Core Concepts
Active learning can be used to efficiently estimate non-parametric choice models, overcoming identifiability challenges that arise with offline data.
Abstract
The paper studies the problem of actively learning a non-parametric choice model based on consumers' decisions. It presents a negative result showing that such choice models may not be identifiable, even with active learning. To overcome this, the paper introduces a Directed Acyclic Graph (DAG) representation of the choice model, which provably encodes all the information that can be inferred from the available data.
The key contributions are:
Indistinguishability Result: The paper shows that even with active learning, two different non-parametric choice models can be information-theoretically indistinguishable from each other.

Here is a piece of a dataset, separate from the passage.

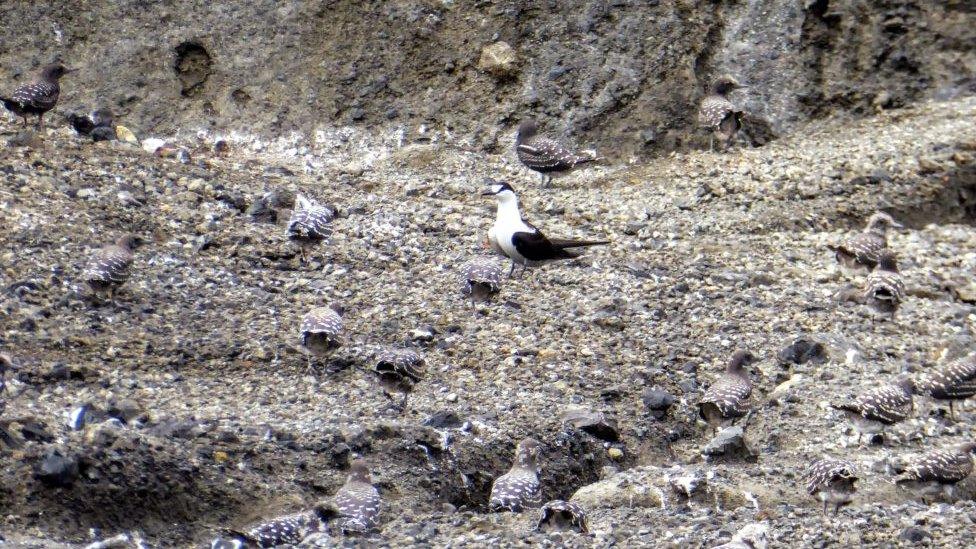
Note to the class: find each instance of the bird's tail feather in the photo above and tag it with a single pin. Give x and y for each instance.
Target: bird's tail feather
(845, 407)
(563, 243)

DAG Representation: To address the identifiability issue, the paper introduces a novel DAG representation of non-parametric choice models. This representation can always be uniquely identified, assuming enough samples with suitably chosen choice sets.
Computing Choice Probabilities from the DAG: The paper demonstrates that given a DAG representation of a non-parametric choice model, one can efficiently calculate the probability of selecting an item from a given set of items.
Constructing the DAG with Exact Choice Probabilities: The paper provides an efficient algorithm that can construct the DAG representation when given exact choice probabilities.
Active Learning of the DAG Representation: The paper's primary technical contribution is a method for actively learning the DAG representation from noisy choice frequency data. This method carefully manages error propagation across DAG levels, leading to accurate DAG estimates using only a polynomial number of active queries.
Empirical Evaluation: Experiments on synthetic and real-world data show that the active learning algorithm significantly outperforms non-active choice model estimation approaches, while using fewer queries.
Stats
The choice model has n items and T consumer types/rankings.
The goal is to learn the top n0 positions of all frequent rankings (where n0 = αn for some constant α ∈ (0,1)) and their corresponding probabilities within accuracy ε.
Quotes
"We study the problem of actively learning a non-parametric choice model based on consumers' decisions."
"We present a negative result showing that such choice models may not be identifiable."
"To overcome the identifiability problem, we introduce a directed acyclic graph (DAG) representation of the choice model."